Business has boomed on K Street since the coronavirus outbreak, with lobbying firms bringing in more than 100 new clients to work on congressional relief efforts and issues tied to Covid-19.
The influx represents about 40% of all new lobbying clients that were signed between Feb. 24 and April 7, according to a Bloomberg Government analysis of lobbying disclosures maintained by the Senate.
Hires by the health care industry comprise about one-third of all new Covid-19-connected lobbying contracts, with pharmaceuticals, telemedicine companies, medical device manufacturers, and medical centers or clinics all bringing on lobbying firepower.
Among the companies tapping lobbyists was 3M, which this week reached a deal with the Trump administration to produce 55.5 million masks a month for health workers in the U.S.
Hospitals have asked for more funding to help deal with the crisis, while many of the biopharmaceutical firms or research institutions that have hired lobbyists are working on treatments or vaccines.

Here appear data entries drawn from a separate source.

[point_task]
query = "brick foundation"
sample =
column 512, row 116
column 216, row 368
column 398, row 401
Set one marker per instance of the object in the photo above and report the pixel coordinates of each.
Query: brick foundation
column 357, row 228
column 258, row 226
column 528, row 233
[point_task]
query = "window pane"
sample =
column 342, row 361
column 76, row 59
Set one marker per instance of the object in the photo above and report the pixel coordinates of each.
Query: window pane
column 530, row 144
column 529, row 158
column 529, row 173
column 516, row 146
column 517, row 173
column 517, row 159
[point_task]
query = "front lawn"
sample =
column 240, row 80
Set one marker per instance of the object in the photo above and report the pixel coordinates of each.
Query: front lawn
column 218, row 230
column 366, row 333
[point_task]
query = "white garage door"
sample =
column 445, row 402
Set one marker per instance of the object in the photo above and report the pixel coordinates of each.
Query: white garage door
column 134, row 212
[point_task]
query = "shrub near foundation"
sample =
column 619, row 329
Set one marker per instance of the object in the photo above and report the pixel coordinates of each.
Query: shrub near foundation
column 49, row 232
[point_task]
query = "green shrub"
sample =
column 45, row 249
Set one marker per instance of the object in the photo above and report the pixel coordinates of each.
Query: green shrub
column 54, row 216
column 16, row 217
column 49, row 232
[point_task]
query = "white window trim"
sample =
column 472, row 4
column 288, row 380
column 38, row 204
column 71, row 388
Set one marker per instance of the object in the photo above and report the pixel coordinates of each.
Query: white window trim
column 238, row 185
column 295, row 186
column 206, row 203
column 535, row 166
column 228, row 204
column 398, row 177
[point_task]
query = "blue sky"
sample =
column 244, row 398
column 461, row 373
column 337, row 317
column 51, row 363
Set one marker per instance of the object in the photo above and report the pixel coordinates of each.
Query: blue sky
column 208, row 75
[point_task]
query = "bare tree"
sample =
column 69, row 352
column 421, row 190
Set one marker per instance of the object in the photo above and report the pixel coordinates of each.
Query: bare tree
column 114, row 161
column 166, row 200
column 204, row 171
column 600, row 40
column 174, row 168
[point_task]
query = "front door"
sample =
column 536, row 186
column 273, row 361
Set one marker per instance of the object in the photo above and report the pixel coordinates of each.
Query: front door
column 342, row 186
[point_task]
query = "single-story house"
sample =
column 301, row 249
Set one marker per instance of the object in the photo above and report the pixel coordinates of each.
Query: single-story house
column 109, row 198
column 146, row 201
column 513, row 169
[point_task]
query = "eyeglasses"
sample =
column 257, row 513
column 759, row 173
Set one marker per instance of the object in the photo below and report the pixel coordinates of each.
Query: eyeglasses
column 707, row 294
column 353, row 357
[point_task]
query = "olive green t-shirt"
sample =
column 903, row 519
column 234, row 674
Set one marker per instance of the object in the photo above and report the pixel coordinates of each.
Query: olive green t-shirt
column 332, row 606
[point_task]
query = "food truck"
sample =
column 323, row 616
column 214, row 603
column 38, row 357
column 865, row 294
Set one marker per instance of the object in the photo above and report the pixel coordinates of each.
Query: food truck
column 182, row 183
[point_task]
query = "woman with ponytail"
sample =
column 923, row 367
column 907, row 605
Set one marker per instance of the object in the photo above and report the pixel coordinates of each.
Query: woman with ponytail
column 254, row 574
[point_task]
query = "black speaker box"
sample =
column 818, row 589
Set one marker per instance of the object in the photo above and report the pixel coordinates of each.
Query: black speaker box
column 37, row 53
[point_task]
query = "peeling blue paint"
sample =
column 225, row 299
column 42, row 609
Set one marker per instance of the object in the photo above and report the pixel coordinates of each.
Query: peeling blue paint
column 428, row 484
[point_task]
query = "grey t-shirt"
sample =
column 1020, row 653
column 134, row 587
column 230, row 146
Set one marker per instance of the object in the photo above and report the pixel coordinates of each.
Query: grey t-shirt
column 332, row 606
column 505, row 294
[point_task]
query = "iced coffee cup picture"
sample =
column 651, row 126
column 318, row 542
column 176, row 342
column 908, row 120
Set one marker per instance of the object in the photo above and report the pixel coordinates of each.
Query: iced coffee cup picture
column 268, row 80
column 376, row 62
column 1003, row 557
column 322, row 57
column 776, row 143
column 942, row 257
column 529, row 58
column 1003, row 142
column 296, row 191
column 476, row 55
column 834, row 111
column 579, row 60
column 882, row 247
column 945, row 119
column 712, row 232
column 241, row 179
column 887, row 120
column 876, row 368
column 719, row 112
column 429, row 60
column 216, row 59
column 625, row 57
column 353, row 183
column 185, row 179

But the list of new clients includes an array of interests including the makers of clothes, slot machines, laundry equipment and textbooks. Aerospace and defense companies, municipalities, education companies, higher-education institutions, and clients in the food and agriculture sector have also flocked to K Street.
Of 104 new coronavirus-related contracts identified, the actual number is likely much higher, as firms have up to 45 days after signing a client to file paperwork.
Brownstein Hyatt Farber Schreck reported signing 14 new clients since the beginning of March. Nine, including the National Retail Federation and the Tunica-Biloxi Tribe of Louisiana, listed Covid-19 relief measures as the only issue on the agenda.
Confluence Government Relations began lobbying for 3M Co. on Feb. 24, the earliest disclosed instance of Covid-19-specific advocacy, according to available disclosures. The firm said it would lobby on appropriations, “issues related to manufacturing of respirators and liability protection during health emergencies,” and policy areas unrelated to the pandemic.
The work began on the same day 3M, which makes N95 respirator masks, announced it would partner with Ford Motor Co. and General Electric Co. to ramp up the production of medical equipment to help meet increasing demand.
The company has six additional firms already on retainer.